Pas d’efficacité sociale
Évidemment les 1% de notre population qui vit avec un revenu supérieur ou égal à 108 700€, soit 9100€/mois pour une personne seule, ou 19020€ pour un couple avec deux enfants, ne se sentira pas concernée par ces mesures. (Source: Insee Flash n°50 de mai 2021). L’efficacité sociale de cette politique est donc quasiment nulle en Corse.
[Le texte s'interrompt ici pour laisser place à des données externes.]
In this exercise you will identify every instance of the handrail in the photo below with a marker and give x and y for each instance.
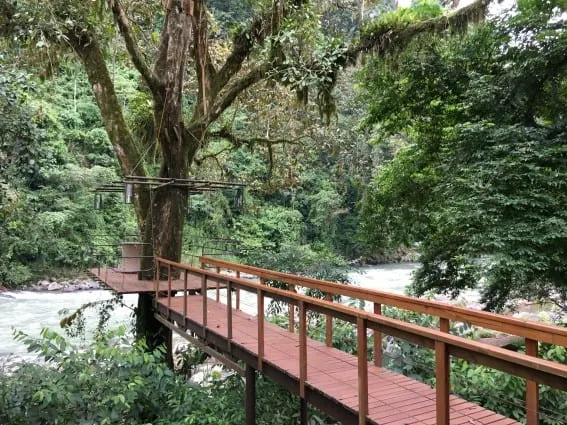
(537, 331)
(523, 365)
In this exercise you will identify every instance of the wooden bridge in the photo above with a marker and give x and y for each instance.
(348, 388)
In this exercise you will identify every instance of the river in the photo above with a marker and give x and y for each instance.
(31, 311)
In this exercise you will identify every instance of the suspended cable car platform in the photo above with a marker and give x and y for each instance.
(351, 388)
(128, 283)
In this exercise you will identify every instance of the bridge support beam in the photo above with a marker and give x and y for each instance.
(250, 376)
(303, 411)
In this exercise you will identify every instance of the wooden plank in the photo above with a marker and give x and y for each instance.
(533, 330)
(378, 339)
(442, 383)
(532, 390)
(362, 349)
(302, 348)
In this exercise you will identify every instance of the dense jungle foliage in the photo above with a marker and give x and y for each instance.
(451, 143)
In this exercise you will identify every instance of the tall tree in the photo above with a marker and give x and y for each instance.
(263, 48)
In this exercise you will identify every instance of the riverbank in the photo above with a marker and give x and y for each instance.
(399, 255)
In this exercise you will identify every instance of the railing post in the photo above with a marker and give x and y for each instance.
(229, 314)
(250, 395)
(291, 312)
(362, 349)
(260, 303)
(302, 348)
(378, 339)
(238, 292)
(442, 384)
(329, 323)
(185, 298)
(204, 295)
(532, 388)
(444, 325)
(156, 277)
(218, 285)
(169, 290)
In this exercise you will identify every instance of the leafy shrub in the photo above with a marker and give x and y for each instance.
(113, 382)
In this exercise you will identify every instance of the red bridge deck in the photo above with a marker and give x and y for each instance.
(392, 398)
L’efficacité économique globale est également limitée car la somme de 12,7 milliards d’€ (Mds €) injectée dans l’économie, mesures pérennes et exceptionnelles en 2020 et 2021, représente 280€/an et par personne, soit 7,8 millions d’€ (M€) pour l’île, à comparer aux 1 950 M€ du PEI. C’est un classique de la communication politique: un effet d’annonce fort et une efficacité sociale et économique faible, plus encore en Corse où la moitié de la population (dont 63 000 vivent sous le seuil de pauvreté) est en deçà du RD permettant le gain de 470€/an. Pendant ce temps, le fonctionnement et la situation financière des hôpitaux publics qui étaient difficiles (84 milliards d’€ de dépenses pour 82 de recettes) en 2019 avant la Covid, se sont aggravés. (Source: Les établissements de santé, édition 2021, DRESS).
Saupoudrage politique
Le coût de ces réformes leur aurait été plus profitable, car ils vivent, une crise sans précédent. Mais pour la «com», un saupoudrage politique tendant à prouver que l’on s’occupe des Français est plus porteur que la bonne santé des hôpitaux publics et la prise en charge des malades. Le «quoi qu’il en coûte», augmentant la dette publique, a donc eu une faible efficacité sociale et économique pour le pays et l’île.